午前中には研究授業とその反省会、午後からは分科会や講演会と、その内容も盛りだくさん。こんな大きな研究会に出席するのは、みのりも初めてのことだったので、たくさんの刺激を受けることができて、すべての日程を終えた。
時計を見たら、まだ四時前だった。当初の予定では、これから空港に移動して帰る予定だった。けれども予約した飛行機は、ちょうど明日の同じ時間だ。かねてより、明日は年次休暇を取ってあるから、これから丸一日、自由な時間ができた……。
それでも、この期に及んで、みのりはまだ迷っていた。
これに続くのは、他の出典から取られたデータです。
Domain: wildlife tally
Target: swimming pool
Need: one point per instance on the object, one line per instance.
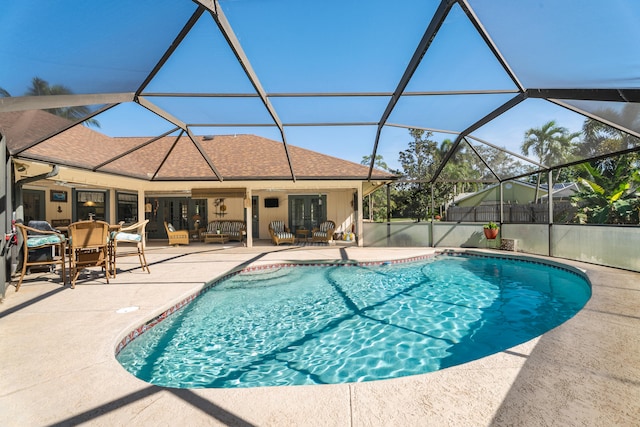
(329, 323)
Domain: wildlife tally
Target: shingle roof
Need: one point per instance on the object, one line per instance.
(234, 157)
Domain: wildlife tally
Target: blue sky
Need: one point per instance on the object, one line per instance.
(337, 46)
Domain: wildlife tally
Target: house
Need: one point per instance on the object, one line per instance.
(189, 180)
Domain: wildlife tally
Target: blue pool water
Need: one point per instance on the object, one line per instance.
(338, 324)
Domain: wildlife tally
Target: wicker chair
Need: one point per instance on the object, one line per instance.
(176, 237)
(89, 247)
(129, 236)
(41, 239)
(280, 233)
(323, 233)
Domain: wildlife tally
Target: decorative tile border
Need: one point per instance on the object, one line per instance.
(171, 310)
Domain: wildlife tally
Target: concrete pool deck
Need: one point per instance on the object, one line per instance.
(58, 366)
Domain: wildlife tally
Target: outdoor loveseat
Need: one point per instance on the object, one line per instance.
(234, 228)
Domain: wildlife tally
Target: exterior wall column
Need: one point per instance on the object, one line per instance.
(248, 210)
(360, 215)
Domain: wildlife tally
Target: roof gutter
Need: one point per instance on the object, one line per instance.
(18, 188)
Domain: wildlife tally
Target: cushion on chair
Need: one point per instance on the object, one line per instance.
(131, 237)
(278, 227)
(40, 225)
(50, 239)
(284, 235)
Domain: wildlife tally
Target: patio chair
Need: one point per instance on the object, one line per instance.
(40, 242)
(324, 232)
(88, 247)
(126, 237)
(280, 233)
(176, 237)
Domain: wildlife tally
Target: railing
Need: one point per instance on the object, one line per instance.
(613, 246)
(525, 213)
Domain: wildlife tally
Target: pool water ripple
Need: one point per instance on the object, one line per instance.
(336, 324)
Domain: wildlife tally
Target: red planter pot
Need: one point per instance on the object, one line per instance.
(491, 233)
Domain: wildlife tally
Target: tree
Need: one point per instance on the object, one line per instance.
(376, 209)
(611, 195)
(419, 163)
(40, 87)
(551, 144)
(601, 139)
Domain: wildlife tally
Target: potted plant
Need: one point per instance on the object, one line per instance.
(491, 230)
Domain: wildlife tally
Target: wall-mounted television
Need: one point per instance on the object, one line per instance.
(271, 203)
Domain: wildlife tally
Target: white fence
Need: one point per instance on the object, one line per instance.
(613, 246)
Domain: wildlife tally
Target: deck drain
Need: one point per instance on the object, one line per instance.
(127, 309)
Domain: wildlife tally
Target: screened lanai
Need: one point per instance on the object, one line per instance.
(344, 78)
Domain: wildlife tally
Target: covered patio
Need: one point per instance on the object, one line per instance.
(134, 96)
(59, 368)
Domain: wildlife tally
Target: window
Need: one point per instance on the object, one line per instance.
(127, 207)
(91, 205)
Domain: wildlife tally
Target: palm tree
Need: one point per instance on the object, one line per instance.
(40, 87)
(552, 144)
(600, 138)
(610, 196)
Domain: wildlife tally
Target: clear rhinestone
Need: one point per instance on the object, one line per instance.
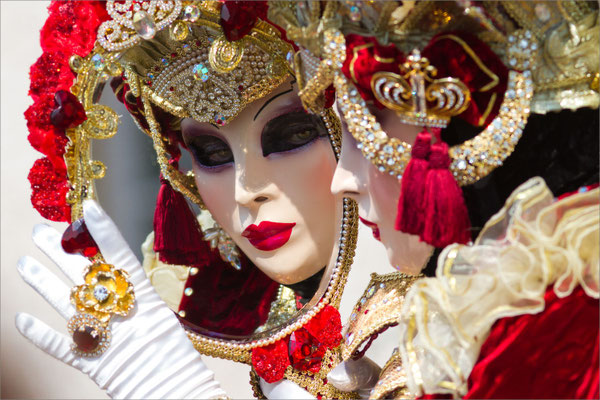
(542, 13)
(355, 14)
(100, 293)
(523, 43)
(98, 62)
(144, 25)
(191, 13)
(371, 291)
(200, 72)
(349, 339)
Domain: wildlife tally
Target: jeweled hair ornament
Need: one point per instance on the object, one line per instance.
(417, 58)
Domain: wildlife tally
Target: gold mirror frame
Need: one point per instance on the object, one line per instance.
(83, 170)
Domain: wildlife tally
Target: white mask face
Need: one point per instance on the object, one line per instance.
(265, 179)
(377, 195)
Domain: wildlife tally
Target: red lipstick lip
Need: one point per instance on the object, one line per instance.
(268, 236)
(373, 227)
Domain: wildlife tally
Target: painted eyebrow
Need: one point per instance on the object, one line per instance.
(274, 97)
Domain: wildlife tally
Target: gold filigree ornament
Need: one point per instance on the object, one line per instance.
(164, 55)
(106, 292)
(408, 94)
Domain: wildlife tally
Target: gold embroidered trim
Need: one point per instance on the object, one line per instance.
(377, 309)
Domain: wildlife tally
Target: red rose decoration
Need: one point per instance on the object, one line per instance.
(306, 347)
(326, 326)
(459, 55)
(69, 112)
(271, 361)
(43, 136)
(49, 190)
(329, 96)
(306, 352)
(50, 73)
(71, 26)
(239, 17)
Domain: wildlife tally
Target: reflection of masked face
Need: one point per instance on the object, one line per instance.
(377, 195)
(265, 179)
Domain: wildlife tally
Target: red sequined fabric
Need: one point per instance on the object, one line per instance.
(70, 29)
(305, 347)
(49, 188)
(271, 361)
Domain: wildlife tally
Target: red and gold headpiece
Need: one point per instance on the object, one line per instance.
(429, 62)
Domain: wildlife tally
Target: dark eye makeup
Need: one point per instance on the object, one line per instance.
(209, 151)
(284, 133)
(291, 131)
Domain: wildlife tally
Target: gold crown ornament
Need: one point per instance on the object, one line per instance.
(525, 35)
(412, 93)
(471, 160)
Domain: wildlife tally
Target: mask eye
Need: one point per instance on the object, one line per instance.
(291, 131)
(209, 151)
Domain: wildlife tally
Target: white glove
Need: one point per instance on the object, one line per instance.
(150, 355)
(283, 389)
(355, 375)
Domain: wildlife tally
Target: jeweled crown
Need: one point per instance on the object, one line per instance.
(417, 97)
(179, 52)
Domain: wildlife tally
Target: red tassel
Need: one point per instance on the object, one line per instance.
(178, 237)
(411, 218)
(446, 216)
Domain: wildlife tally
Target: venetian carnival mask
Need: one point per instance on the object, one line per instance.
(264, 263)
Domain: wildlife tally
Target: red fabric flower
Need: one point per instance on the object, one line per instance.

遼太郎に会うべきか、会わない方がいいか……。
決めかねている間にも、行く当てもないみのりの足は、自然に遼太郎の通う法南大学へと向かっている。電車や地下鉄を乗り継いで、大学の正門まで来てみたけれど、そこでみのりの足は止まってしまった。
――もし、ばったり、遼ちゃんに会ってしまったらどうしよう……。
みのりには、まだ覚悟ができていなかった。いきなり遼太郎に会ってしまうのが、怖かった。
――こんな想いを引きずっているのは、私だけかもしれない……。